From its earliest success as a teachers' college, UNCP decided to expand its STEM offerings to help the community fulfill its need for doctors, engineers, and scientists. As a result, the university began building a strong science faculty and support programs, such as The American Indian Science and Engineering Society and the North Carolina Health Careers Access Program. Undergraduate research programs, internships, and one-on-one advising were established to nurture future doctors at UNCP. The school offers an American Indian Studies Department, a Native Student Organization, a museum dedicated to American Indian culture, and powwows on campus, all in the name of cultivating a campus environment that supports diversity in its student body and attracts strong students, American Indians among them.
That diverse student body begins with UNCP's targeted recruitment of future STEM professionals out of local schools, beginning as early as elementary school. As a result, the number of American Indian students at UNCP has increased to approximately 1,000. At the leadership level, University Chancellor Kyle R. Carter works with the Lumbee Tribal Council to rally its support behind the recruitment program and to improve high school graduation rates. Additionally, Chancellor Carter works with organizations such as the Lumina Foundation for Education and its Minority-Serving Institutions-Models of Success Program, which seeks to increase college completion among first-generation, low-income, and minority students.

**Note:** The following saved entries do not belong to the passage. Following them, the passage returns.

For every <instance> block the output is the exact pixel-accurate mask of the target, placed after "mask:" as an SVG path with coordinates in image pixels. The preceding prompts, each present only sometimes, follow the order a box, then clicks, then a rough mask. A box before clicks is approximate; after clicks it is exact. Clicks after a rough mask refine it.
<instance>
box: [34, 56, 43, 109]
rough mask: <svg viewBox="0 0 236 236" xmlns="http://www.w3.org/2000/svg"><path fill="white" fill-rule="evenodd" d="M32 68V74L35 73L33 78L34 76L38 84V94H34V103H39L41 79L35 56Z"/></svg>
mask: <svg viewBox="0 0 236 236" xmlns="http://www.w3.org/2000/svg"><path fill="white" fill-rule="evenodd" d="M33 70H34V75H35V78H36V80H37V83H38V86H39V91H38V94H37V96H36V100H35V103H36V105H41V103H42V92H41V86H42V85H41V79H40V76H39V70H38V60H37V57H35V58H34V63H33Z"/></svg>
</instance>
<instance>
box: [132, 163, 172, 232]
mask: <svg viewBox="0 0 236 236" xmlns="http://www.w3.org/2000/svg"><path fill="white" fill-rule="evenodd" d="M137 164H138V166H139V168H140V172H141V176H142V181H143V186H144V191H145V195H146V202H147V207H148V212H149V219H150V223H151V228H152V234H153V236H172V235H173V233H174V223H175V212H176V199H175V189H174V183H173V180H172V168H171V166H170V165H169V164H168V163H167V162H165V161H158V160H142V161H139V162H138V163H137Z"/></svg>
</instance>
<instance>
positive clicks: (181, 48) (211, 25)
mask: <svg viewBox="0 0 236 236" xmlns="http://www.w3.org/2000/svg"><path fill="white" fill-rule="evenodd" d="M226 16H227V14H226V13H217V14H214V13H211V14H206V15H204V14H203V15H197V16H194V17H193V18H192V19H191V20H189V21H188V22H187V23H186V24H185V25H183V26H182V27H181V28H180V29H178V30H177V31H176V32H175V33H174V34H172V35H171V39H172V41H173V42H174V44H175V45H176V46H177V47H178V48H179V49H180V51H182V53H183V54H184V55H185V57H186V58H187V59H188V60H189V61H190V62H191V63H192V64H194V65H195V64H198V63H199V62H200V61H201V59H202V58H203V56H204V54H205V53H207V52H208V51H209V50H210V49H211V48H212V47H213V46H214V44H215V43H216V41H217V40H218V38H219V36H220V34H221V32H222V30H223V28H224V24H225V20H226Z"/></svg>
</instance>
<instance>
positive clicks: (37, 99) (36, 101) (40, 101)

Education is revered within the Lumbee; a tribal elder is credited with saying, "It's hard to get education out of our blood, once it gets in." UNCP's effort to build up and support its American Indian student body is paying off. American Indians have better college attendance rates at UNC institutions than all North Carolinians combined, 28.4 vs. 22.3 percent (2008-09). The gap has more than tripled in favor of Indian students since 2004-05. At UNCP, American Indians have a four-year graduation rate 15 percent higher than that of other students. This fact is a stunning turnaround from 1998, when American Indians trailed other students by 22 percent.
Too often, American Indians are pushed aside in the conversation on recruiting and educating minority students. However, at UNCP, we understand the importance this student population plays in our culture and overall academic success. There is much to celebrate during November's Native American Heritage month as the tide of American Indian STEM professionals flowing from UNCP continues to rise.